I remember we just jammed some more on some Police
songs which I kind of vaguely recognised and I put my own style into it and
then at the end of two hours or thereabouts he said 'I want to talk to you,'
and I thought he's just going to say, 'Look, thank you very much but no
thank you.' And he said, 'I want you to be in this band... I want you to be in
my band. Do you want to do an album and a tour?' And I looked him in the
eyes and thought first of all I thought 'Are you serious?, because I didn't
think it had been all that successful and that was the day that changed my
life completely. This is fifteen years ago and I'm still working with the
guy and not only with him but I'm working in whatever situation I want to
work in now. And playing with Phil Collins and Sting and the producer Hugh Padgham - those people have changed my life.
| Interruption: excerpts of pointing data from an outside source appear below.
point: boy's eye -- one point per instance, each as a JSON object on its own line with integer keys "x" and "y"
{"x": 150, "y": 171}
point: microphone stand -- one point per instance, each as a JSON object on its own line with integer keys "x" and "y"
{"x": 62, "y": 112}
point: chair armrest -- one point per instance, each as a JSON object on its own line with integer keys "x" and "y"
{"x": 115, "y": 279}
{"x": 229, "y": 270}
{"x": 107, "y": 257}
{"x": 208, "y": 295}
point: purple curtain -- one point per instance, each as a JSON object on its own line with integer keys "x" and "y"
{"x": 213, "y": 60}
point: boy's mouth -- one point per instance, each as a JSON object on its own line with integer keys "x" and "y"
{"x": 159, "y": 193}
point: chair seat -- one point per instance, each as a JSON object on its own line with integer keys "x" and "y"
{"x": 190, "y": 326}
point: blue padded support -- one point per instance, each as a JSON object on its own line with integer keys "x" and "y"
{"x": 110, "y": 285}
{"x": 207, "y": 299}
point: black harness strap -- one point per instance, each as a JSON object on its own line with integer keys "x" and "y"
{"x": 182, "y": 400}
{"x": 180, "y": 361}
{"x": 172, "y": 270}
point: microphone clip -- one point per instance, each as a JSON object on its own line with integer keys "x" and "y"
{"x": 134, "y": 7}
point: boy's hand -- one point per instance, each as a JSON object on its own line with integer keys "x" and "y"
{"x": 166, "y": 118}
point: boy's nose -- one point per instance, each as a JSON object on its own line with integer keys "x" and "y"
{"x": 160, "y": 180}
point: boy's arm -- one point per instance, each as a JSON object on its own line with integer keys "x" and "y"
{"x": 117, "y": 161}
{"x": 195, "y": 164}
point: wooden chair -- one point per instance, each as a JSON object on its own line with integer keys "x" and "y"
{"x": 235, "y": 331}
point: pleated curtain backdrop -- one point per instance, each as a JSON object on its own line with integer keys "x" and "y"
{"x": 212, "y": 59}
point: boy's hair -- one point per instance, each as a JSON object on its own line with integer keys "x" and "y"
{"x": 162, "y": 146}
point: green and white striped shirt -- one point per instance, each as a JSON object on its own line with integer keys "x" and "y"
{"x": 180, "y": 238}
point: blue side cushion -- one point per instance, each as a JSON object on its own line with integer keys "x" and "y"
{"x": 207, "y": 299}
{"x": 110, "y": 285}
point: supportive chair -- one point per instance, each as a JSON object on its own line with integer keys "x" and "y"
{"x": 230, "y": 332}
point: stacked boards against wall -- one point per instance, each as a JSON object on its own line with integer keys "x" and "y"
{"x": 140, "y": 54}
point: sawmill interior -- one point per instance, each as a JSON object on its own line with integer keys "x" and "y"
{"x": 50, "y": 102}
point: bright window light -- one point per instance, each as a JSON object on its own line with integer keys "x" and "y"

I can do what I want now and
have the freedom to express myself in anyway that I like to and work with
incredible musicians all over the world. And not only that, but to write
with different people I've developed as a songwriter and I wrote a song with
Sting. I couldn't believe it. I remember him calling me up saying 'There's
this little riff that you've come up with'. I was just sitting by the fire
jamming and he said I want to turn that into a song, do you mind if I turn
that into a song? I went, 'No'. He said 'Do you want to know it's about?'
And I went, 'I don't care, go for it, I'd love to collaborate with you on a
song'. That song was Shape Of My Heart.
Radio Bremen: Maybe we should end the programme with this song Dominic,
it's a good way to end the programme. It's been great to have you. Thanks
very much for coming by.
Dominic: It's been great to be here. Thank you to you and all your
listeners, I hope to meet you all some time.